Sang raja bertanya, ‘Apa yang terjadi dengan kawan-kawanmu?’ Ia menjawab, ‘Allah menjagaku dari mereka.’ Lalu sang pemuda berkata, ‘Wahai raja, kamu tidak akan bisa membunuhku sehingga engkau melakukan apa yang aku perintahkan kepadamu. Jika engkau melakukan apa yang aku perintahkan kepadamu, maka engkau baru bisa membunuhku. Jika tidak, engkau tak akan bisa membunuhku.’ Raja bertanya, ‘Apa itu?’ Sang pemuda menjawab, ‘Kumpulkanlah orang-orang di satu padang yang luas, lalu saliblah aku di batang pohon. Setelah itu ambillah anak panah dari wadah panahku, lalu ucapkan, Bismillahi rabbil ghulam‘ (dengan Nama Allah, Tuhan sang pemuda).

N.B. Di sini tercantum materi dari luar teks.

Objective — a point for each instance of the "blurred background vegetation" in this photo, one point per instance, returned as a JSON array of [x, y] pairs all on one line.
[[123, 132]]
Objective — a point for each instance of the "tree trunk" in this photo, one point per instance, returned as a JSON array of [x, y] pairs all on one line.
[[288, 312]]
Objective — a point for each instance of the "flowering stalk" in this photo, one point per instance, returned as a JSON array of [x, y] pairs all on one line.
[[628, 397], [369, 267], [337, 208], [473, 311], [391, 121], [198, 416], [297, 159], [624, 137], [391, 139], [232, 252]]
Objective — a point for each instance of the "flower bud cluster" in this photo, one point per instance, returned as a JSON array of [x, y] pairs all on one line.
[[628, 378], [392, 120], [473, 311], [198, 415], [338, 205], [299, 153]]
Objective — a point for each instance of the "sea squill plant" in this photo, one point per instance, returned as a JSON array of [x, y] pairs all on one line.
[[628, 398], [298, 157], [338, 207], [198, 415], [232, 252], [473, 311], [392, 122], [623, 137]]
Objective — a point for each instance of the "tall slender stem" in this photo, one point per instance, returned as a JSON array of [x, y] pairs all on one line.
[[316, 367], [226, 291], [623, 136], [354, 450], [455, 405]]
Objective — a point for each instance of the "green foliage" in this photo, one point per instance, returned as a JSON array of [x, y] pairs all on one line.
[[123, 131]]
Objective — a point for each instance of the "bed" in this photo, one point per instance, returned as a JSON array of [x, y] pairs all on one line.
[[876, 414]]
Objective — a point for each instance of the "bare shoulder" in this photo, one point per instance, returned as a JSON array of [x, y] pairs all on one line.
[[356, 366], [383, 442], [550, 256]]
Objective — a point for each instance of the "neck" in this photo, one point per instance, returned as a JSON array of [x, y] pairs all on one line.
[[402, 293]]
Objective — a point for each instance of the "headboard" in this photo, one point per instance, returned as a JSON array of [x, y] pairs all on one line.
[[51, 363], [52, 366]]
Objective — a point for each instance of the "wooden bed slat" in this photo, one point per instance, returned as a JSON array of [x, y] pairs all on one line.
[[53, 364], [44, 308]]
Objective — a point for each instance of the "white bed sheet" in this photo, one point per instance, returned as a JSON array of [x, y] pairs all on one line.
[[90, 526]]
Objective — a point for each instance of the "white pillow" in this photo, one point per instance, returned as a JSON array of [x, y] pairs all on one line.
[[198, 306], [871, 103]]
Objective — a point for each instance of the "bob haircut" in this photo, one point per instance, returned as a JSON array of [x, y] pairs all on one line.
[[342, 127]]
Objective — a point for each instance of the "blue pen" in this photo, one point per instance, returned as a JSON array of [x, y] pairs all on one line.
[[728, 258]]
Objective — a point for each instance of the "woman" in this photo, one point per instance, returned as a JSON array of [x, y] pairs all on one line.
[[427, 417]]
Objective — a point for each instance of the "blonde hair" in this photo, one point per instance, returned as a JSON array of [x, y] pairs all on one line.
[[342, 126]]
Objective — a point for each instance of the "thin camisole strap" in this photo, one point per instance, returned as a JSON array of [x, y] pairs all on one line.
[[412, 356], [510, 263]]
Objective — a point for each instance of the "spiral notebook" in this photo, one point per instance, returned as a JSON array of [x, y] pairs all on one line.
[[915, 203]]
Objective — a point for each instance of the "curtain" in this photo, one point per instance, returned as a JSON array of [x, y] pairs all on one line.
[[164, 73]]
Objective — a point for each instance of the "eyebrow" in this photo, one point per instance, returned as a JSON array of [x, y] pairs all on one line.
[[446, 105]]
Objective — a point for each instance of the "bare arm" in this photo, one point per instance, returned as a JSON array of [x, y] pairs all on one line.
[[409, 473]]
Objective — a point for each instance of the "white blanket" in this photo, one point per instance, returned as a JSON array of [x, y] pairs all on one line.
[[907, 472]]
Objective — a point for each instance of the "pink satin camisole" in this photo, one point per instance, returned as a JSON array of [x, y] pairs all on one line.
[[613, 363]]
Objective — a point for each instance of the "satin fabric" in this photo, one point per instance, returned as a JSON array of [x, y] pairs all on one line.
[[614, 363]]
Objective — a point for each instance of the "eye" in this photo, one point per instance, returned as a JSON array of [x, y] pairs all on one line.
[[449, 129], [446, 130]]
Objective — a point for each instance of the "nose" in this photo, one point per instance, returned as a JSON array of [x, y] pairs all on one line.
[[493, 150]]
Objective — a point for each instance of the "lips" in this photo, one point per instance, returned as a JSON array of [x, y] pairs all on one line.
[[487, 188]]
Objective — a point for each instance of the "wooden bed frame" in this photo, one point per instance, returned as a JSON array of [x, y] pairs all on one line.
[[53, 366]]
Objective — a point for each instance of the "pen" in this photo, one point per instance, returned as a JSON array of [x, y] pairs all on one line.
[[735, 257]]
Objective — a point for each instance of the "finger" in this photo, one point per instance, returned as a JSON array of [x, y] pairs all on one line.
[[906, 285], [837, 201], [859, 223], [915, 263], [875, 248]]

Maka (raja melakukannya) dan anak panah itu tepat mengenai pelipisnya. Pemuda itu meletakkan tangannya di bagian yang terkena anak panah itu, lalu meninggal dunia. Maka orang-orang berkata, ‘Kami beriman kepada Tuhan sang pemuda. Kami beriman kepada Tuhan sang pemuda.’ Lalu dikatakan kepada raja, ‘Tahukah Anda, sesuatu yang selama ini Anda takutkan? Kini sesuatu itu telah tiba, semua orang telah beriman.’ Lalu ia memerintahkan membuat parit-parit di beberapa persimpangan jalan, kemudian dinyalakan api di dalamnya. Dan raja pun bertitah, ‘Siapa yang kembali kepada agamanya semula, maka biarkanlah dia. Jika tidak, maka lemparkanlah dia ke dalamnya.’ Maka orang-orang pun menolaknya sehingga mereka bergantian dilemparkan ke dalamnya.
Hingga tibalah giliran seorang wanita bersama bayi yang sedang disusuinya, dan sepertinya, ibu itu enggan untuk terjun ke dalam api. Tiba-tiba sang bayi berkata, ‘Bersabarlah wahai ibuku, sesungguhnya engkau berada dalam kebenaran’.”